L’utente può inviare la richiesta direttamente tramite interfacce AI conversazionali, come ChatGPT, Copilot o altri agenti compatibili con MCP. Ad esempio, l’utente può chiedere l’aggiornamento di uno specifico dispositivo.


  • L’MCP Client riceve la richiesta dell’utente.

  • L’MCP Server più adatto viene selezionato automaticamente per gestire l’operazione.

  • Il server recupera i tools necessari (es. lista dispositivi, firmware disponibili).

  • L’agente AI esegue una sequenza di azioni autonome:

  • Identifica il dispositivo corretta
  • Verifica compatibilità e disponibilità della versione firmware
  • Esegue l’aggiornamento in modo sicuro
  • Monitora lo stato in tempo reale

Grazie al supporto nativo di OAuth e al sistema di permessi di Things5, tutte le operazioni sono tracciabili, protette e personalizzate in base al profilo dell’utente.

Ricerca parametri macchina disponibili


L’AI interagisce con i tool MCP nel seguente ordine:



  • Recupera la lista dispositivi con list_machines
  • Legge l’intera configurazione tecnica tramite read_parameters
  • Filtra e restituisce solo i dati relativi alla macchina indicata


Viene fornita una sezione dettagliata con i principali parametri (ritardi, tempi minimi, accensione/spegnimento), organizzati per categoria tecnica e spiegati in linguaggio naturale.

Lettura di parametro tecnico

 

L’agente AI attiva in sequenza i tools MCP per:


  • Identificare il dispositivo corrispondente (tramite list_machines)
  • Recuperare il valore del parametro specifico (read_single_parameter)
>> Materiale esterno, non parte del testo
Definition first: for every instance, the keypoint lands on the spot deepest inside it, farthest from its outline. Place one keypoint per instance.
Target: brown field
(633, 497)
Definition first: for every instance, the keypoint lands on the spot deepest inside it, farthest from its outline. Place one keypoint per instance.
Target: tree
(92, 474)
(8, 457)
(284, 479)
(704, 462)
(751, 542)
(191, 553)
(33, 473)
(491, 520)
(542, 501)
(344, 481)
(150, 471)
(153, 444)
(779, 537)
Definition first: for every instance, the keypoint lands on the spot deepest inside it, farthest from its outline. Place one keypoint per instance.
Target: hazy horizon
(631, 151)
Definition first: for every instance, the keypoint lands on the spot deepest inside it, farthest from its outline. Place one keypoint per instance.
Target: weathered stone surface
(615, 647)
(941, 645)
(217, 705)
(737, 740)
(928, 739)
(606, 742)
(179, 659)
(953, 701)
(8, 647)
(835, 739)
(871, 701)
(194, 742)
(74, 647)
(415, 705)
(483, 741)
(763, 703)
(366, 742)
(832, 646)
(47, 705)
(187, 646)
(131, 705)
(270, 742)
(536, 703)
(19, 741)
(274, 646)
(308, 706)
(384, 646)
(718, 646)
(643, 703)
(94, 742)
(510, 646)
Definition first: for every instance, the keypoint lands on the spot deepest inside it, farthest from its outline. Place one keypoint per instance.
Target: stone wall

Il valore viene restituito istantaneamente con piena tracciabilità e nel rispetto delle autorizzazioni definite su Things5.

Perché è importante per chi costruisce macchine e dispositivi?

Per i costruttori di macchine e sistemi IoT, l’MCP rappresenta un cambio di paradigma:


  • Riduzione del carico tecnico: non è più necessario costruire interfacce utente complesse o integrare manualmente ogni API.

  • Supporto utenti automatizzato: l’AI può rispondere a richieste tecniche ("quanto vale il parametro X per il modello macchina Y?") in linguaggio naturale.

  • Controllo operativo: firmware, parametri, gruppi di dispositivi e utenti possono essere gestiti direttamente via prompt.